Potential drugs for neurodegenerative disorders such as multiple sclerosis (MS) and Alzheimer’s disease have been stymied by their inability to cross the blood brain barrier (BBB), a system of unique blood vessels that acts as a natural barricade between the brain and the rest of the body. This barrier, designed to block potentially harmful substances from reaching neural tissue, also holds back the very agents designed to target disease. But two new techniques, one using endogenous adenosine receptors and another using ultrasound, may offer doctors the ability to not only open the BBB but also control the length of time it remains open.
Better understanding of the BBB yields new targets
In the past decade, scientists learned more about the BBB’s make-up and how it works to protect the brain (see story, "Deeper understanding of the blood-brain barrier may lead to targeted treatments"), but Elena Batrakova, a researcher who studies BBB transport at the University of Nebraska Medical Center says it may yet have a few secrets.
“We know of four distinct features that make the BBB such a protective barrier. It is made up of tight junctions; it has special proteins along the membrane that catch different drugs and agents; it has a low rate of endocytosis [the process by which cells absorb outside molecules]; and the cells within the BBB have a high metabolism. These are very effective,” she says, “and there are likely other features that we just don’t know about yet.”
Researchers at the Cornell University College of Veterinary Medicine have taken an “if you can’t beat 'em, join 'em” approach by targeting adenosine receptors, small proteins that help to modulate BBB function. Margaret Bynoe, an MS researcher and one of the lead authors of a study published in the Sept. 14 Journal of Neuroscience, learned that adenosine not only played a role in regulating immune response in the disease but also in allowing molecules to pass through the BBB.
“Adenosine receptors are directly expressed on the BBB cells. They are an endogenous molecule produced by the body,” Bynoe says. “There are already drugs out there that can modify this receptor’s signaling, and we discovered that they also work on the BBB, to either open or tighten the barrier.”

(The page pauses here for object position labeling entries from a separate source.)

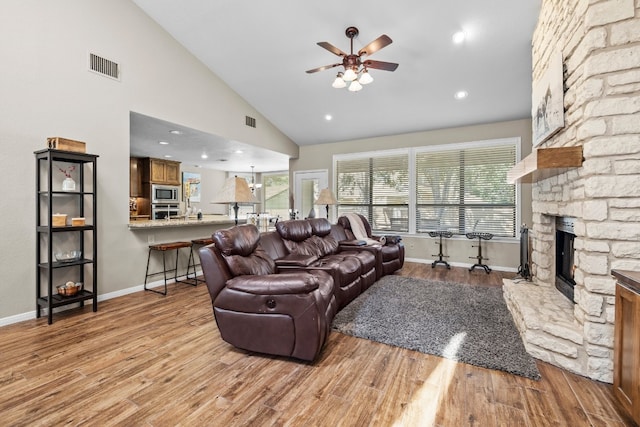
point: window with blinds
(376, 187)
(465, 190)
(244, 208)
(275, 187)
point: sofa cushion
(296, 230)
(240, 240)
(320, 226)
(258, 263)
(326, 245)
(239, 248)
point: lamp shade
(235, 190)
(326, 197)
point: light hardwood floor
(144, 359)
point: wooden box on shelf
(65, 144)
(58, 220)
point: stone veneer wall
(600, 45)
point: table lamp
(235, 190)
(327, 198)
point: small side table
(480, 237)
(440, 255)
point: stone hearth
(600, 46)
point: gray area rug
(469, 324)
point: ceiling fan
(356, 69)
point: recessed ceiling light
(461, 94)
(459, 37)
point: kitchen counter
(217, 220)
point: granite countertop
(630, 279)
(183, 222)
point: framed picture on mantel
(547, 101)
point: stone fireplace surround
(600, 45)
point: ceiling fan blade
(380, 65)
(376, 45)
(331, 48)
(325, 67)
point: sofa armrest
(296, 260)
(352, 243)
(274, 284)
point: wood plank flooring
(148, 360)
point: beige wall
(501, 253)
(46, 90)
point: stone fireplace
(600, 45)
(565, 256)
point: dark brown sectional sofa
(277, 292)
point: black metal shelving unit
(84, 204)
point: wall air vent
(104, 67)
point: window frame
(412, 153)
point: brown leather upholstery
(391, 255)
(277, 292)
(352, 271)
(279, 314)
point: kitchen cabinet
(135, 177)
(626, 358)
(158, 171)
(55, 201)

Bynoe and colleagues used the FDA-approved drug Lexiscan to modify adenosine receptor behavior in mice. This not only opened the BBB but also allowed the transport of specific antibodies designed to remove amyloid beta, a protein implicated in Alzheimer’s disease.
“This is a process that is reversible, which is important for safety,” she says. “But the other important thing is that using adenosine receptors is time-dependent. You don’t want to leave the BBB open for a long time—it could be harmful to the brain. Using different drugs, we can allow it to stay open long enough to transport in the drugs but not so long that other things can make their way across, too.”
Relying on ultrasound
Biomedical engineers at Columbia University also have had success opening the BBB and inserting therapeutic agents—using quick pulses of ultrasound waves to disrupt the barrier’s normal function. A study led by Elisa Konofagou, an associate professor of biomedical engineering and radiology, was published in the Sept. 19 Proceedings of the National Academy of Sciences, demonstrated that not only could these short-pulse ultrasound waves open the BBB but they could limit the opening specifically to the hippocampus, an area of the brain decimated by Alzheimer’s disease.
“This is a focused ultrasound pulse—and at the focus itself, you can cause mechanical changes to the tissue and open it,” says Konofagou. “But more importantly, you can limit the focus to a very tiny region and do so non-invasively.”
To control the duration of the opening, Konofagou and her team used microbubbles, microscopic gas-filled bubbles that are commonly used as a contrast agent in ultrasound imaging. “How long the barrier is opened depends on the size of the microbubbles,” she says. “A one-micro microbubble will result in an opening that lasts between three hours and a day, whereas a four or six-micro bubble will cause a bigger opening that could take anywhere between two and five days to close.”
Konofagou argues the ultrasound technique, and limiting the BBB opening to a specific region of the brain, is not only safer for patients but more cost-effective. It allows doctors to get targeted (and very expensive) drugs to the areas of the brain most affected by the disease and avoids the side effects that may come from opening the barrier across the entire brain.
Both Bynoe and Konofagou say that there is still a long road before clinicians can successfully—and safely—open the BBB in human patients. Also, one approach may be more effective in treating certain diseases, while another technique may work better for others. Still, Konofagou has moved on to primate models and has strong preliminary data.
“Before this can move to clinical trials, we need to make sure that the behavior of the animal is not affected,” she says. “We haven’t seen any behavioral changes yet, but you have to be thorough.”
Batrakova, whose lab is looking to cross the barrier using the body’s natural inflammation response cells to cross the BBB, believes it is only a matter of time before scientists get there.
“The BBB is very, very good at what it does, [but] many of us are working on this problem,” she says. “And we will keep working until we get there.”